12 thoughts on “Campbell Hotel, c1927

  1. Like the spare tire the car on the right. Just a tire, no rim. You got a flat or needed to change out the tire you did it like they do today on the two wheel transporters roaming our streets today.

  2. My wife and I just recently looked at a studio apartment in the apartment building just behind this on 22nd Pl. We almost took it, but weren’t quite in love with it enough to move. Wish they had left the ivy on the building (though I suppose keeping the building up is probably harder with ivy all over it).

  3. I spent my first night in Portland at the Campbell Hill Hotel in July of 1964. A lot of seniors lived there full time on the first floor. I stayed with a friend from back east for a few weeks. He was living with his aunt and uncle who lived up on Vista. I decided to extend my stay for a few days and moved back into the Campbell Hill and ended up staying another couple of months before getting a regular apartment over in Laurelhurst, I recall the weekly rate at Cambell to be about $22.00 with full bath and maid service! What had started out as a two week vacationed ended up as an 18 month stay!

  4. Regarding the spare tire, I think the spare tire has a mountable rim that bolts to the outside of the spoked wheel. See small eyelets. This prevented removing the entire wheel and dropping ball bearings in the dirt, at night, in the rain. Especially when you had 4 flats a month. This wouldn’t be a bad idea for bicycles too when I think about it….when you still have 4 flats a month…..

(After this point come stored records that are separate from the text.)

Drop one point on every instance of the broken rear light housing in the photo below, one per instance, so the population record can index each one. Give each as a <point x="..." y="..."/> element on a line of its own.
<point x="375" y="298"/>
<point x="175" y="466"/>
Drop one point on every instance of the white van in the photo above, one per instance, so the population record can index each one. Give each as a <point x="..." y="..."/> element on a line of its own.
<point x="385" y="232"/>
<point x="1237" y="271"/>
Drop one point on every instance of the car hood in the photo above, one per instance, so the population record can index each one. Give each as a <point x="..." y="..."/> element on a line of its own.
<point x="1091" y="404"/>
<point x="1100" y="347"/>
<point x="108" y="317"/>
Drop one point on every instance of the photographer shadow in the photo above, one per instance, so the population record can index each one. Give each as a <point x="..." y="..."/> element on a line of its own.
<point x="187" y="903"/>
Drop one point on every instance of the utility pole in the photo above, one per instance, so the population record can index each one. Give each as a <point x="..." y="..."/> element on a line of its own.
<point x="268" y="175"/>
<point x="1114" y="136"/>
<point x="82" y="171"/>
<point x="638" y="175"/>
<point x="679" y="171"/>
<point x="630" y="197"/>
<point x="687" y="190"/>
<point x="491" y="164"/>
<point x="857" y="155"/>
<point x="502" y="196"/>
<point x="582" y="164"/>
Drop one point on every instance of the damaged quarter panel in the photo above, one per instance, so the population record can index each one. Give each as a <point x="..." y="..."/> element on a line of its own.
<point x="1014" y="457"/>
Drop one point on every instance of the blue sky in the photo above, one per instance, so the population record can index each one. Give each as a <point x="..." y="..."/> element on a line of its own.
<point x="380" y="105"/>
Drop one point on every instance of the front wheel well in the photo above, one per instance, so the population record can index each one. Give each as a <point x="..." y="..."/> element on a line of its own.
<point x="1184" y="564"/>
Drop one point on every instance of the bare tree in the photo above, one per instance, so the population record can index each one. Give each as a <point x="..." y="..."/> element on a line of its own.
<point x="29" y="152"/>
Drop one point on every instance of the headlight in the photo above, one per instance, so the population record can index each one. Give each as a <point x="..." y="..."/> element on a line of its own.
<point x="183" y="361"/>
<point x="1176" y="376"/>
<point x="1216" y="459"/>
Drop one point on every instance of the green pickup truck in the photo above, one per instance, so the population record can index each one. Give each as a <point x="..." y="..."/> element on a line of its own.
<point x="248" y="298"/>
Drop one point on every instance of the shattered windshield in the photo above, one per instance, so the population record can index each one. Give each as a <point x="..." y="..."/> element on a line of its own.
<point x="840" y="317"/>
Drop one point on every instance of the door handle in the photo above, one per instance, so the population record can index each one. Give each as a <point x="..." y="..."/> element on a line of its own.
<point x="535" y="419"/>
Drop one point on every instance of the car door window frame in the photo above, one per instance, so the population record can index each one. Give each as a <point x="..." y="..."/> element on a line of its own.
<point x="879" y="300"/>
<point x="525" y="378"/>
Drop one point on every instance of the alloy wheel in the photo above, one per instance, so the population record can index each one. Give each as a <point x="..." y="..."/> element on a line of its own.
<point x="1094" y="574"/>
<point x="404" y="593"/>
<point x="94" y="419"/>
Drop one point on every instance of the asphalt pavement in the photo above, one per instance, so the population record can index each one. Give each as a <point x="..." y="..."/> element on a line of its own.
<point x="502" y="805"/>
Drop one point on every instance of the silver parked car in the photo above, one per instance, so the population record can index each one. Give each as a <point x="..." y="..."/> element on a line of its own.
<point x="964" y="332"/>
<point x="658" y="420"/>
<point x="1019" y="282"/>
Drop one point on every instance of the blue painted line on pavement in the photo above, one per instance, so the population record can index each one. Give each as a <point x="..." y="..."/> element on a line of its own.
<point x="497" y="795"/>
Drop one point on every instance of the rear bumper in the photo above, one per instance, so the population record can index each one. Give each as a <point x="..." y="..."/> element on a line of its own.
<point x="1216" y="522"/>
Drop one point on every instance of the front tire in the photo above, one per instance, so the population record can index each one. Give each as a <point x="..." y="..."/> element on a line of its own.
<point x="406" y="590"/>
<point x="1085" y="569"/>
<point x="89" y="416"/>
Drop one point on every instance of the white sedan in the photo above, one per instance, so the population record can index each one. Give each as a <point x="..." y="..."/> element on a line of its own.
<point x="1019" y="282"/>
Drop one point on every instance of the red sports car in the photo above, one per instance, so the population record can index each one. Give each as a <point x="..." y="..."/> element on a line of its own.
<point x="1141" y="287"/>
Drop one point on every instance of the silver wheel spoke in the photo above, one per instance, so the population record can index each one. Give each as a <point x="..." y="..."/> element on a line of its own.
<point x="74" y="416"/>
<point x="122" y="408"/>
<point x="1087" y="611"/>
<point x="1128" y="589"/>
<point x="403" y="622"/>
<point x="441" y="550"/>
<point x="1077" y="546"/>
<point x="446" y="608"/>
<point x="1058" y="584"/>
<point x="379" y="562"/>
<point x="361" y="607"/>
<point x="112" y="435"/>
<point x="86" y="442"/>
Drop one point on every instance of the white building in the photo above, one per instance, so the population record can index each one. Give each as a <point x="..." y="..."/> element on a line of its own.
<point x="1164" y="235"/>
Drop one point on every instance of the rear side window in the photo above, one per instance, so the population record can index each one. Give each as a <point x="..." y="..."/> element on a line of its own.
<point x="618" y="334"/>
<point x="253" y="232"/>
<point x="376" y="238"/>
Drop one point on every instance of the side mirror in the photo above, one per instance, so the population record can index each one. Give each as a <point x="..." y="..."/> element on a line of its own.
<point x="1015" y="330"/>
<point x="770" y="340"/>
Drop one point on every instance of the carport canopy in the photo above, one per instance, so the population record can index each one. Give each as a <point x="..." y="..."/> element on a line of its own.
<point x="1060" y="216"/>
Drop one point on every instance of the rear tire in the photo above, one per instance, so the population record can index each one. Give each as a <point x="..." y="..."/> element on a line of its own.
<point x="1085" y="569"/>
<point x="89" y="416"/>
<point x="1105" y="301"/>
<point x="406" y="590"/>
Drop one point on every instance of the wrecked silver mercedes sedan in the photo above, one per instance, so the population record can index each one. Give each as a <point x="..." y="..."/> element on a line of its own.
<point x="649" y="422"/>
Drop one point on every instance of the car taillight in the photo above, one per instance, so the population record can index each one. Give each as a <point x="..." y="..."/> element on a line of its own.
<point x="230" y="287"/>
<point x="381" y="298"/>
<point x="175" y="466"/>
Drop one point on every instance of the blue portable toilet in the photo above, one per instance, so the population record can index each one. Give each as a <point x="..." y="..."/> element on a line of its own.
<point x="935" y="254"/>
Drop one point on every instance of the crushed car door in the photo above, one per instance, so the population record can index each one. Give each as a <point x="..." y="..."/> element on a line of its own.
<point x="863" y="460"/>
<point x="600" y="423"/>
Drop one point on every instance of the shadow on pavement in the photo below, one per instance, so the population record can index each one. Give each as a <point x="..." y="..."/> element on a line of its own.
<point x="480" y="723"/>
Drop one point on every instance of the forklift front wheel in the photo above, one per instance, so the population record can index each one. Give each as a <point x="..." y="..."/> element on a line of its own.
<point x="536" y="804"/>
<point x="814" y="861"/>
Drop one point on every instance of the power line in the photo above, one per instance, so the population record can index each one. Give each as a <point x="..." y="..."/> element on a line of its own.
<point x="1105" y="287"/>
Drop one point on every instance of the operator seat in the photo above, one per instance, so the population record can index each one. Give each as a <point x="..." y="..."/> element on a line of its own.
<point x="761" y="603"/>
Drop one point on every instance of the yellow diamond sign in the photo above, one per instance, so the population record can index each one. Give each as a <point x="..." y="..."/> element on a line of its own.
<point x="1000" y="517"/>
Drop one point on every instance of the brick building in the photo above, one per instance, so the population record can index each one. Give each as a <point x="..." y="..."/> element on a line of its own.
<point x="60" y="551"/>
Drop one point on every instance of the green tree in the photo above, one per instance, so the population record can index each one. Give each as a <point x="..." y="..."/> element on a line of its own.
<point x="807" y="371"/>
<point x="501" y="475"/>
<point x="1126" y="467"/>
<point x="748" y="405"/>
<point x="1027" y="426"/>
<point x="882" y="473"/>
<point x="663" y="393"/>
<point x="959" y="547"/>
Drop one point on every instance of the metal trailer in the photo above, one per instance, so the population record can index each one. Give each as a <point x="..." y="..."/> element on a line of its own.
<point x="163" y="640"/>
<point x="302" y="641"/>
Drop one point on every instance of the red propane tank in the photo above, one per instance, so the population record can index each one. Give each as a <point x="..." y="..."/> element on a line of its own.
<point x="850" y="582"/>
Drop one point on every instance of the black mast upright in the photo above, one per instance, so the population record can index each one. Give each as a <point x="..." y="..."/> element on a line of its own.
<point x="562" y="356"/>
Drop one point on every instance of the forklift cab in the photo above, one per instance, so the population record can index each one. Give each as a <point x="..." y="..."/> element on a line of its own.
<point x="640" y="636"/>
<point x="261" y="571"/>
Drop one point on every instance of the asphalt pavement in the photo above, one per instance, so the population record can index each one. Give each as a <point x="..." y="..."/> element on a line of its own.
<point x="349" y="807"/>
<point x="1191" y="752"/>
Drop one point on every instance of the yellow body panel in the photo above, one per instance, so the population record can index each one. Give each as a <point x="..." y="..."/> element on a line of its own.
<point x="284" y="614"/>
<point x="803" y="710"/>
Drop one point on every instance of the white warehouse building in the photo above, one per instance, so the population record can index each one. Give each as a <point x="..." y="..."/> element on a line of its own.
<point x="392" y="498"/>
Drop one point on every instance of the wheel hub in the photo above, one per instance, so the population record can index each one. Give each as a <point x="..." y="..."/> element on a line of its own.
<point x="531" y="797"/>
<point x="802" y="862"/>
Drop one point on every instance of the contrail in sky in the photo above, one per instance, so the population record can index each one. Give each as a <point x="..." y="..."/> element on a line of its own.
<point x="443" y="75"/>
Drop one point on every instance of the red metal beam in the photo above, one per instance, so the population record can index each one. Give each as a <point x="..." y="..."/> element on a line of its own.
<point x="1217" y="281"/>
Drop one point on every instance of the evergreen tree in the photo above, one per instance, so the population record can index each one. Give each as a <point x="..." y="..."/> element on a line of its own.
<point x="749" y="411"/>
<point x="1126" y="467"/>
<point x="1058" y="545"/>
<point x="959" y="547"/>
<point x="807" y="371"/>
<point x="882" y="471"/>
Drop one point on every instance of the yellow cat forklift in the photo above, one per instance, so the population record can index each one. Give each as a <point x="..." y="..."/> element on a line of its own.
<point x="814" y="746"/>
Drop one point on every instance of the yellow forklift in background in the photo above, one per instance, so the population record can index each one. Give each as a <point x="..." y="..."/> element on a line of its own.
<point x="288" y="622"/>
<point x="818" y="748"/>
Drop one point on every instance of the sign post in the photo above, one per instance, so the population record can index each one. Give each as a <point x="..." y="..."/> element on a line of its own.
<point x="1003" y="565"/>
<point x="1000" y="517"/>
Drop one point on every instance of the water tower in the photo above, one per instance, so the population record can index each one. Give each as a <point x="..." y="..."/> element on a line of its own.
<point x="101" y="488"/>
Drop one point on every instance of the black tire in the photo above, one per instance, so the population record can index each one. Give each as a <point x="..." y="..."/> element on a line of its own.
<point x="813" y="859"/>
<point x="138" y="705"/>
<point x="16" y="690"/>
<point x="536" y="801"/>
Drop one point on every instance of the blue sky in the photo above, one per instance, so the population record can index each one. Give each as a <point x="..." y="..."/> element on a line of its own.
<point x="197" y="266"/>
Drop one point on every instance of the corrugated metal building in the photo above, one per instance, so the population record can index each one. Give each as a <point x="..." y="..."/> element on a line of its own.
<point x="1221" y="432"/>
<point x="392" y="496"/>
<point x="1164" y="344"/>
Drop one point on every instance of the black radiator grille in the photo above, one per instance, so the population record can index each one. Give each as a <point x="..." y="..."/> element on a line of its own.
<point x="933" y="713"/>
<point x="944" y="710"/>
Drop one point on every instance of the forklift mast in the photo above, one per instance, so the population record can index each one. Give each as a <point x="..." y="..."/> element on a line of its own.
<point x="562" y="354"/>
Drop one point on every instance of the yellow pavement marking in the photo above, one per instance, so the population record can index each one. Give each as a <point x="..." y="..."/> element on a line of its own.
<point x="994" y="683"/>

  5. At least on a bicycle, it’s *usually* possible to just patch the tube without actually removing the whole wheel or tire, unless you have a major blowout, which is much more likely on a high-pressure racing tire than a city bike. I personally haven’t had a flat in several years on my daily bike (good tires are worth the investment!).

  6. It looks like, under the ivy, the Hotel originally had a full width front porch. At some point, perhaps, the left half of the front porch was filled in. The infill is a different wall material. I always thought it didn’t look right. I’m sure I see a full width porch under that ivy! You can see the left-hand railing.

  7. I do love the Campbell/Victorian, but wish that the photo didn’t cut off the Lucretia Court Apartments (the one that Adam pointed out is behind on the right in the photo). A lesser-known Jacobethan stunner by Emil Schacht– that again, at least from the outside, looks incredibly well-preserved today.

  8. Re the full length porch:

    The hotel had a lobby big enough for a console TV and several upholstered chairs. There was a door on the west wall of the lobby that opened into a coffee shop with a counter.

  9. I’d like to see a photo of the restaurant that was there. Our families good friend Duane Cushman ran the restaurant in the 1930’s
    My dad was about 4, 1934, and wanted to see what Henry Thiele’s was as so many kept talking about it. Duane took him out on the sidewalk and pointed to Thiele’s- dad later bartender there 30 years later!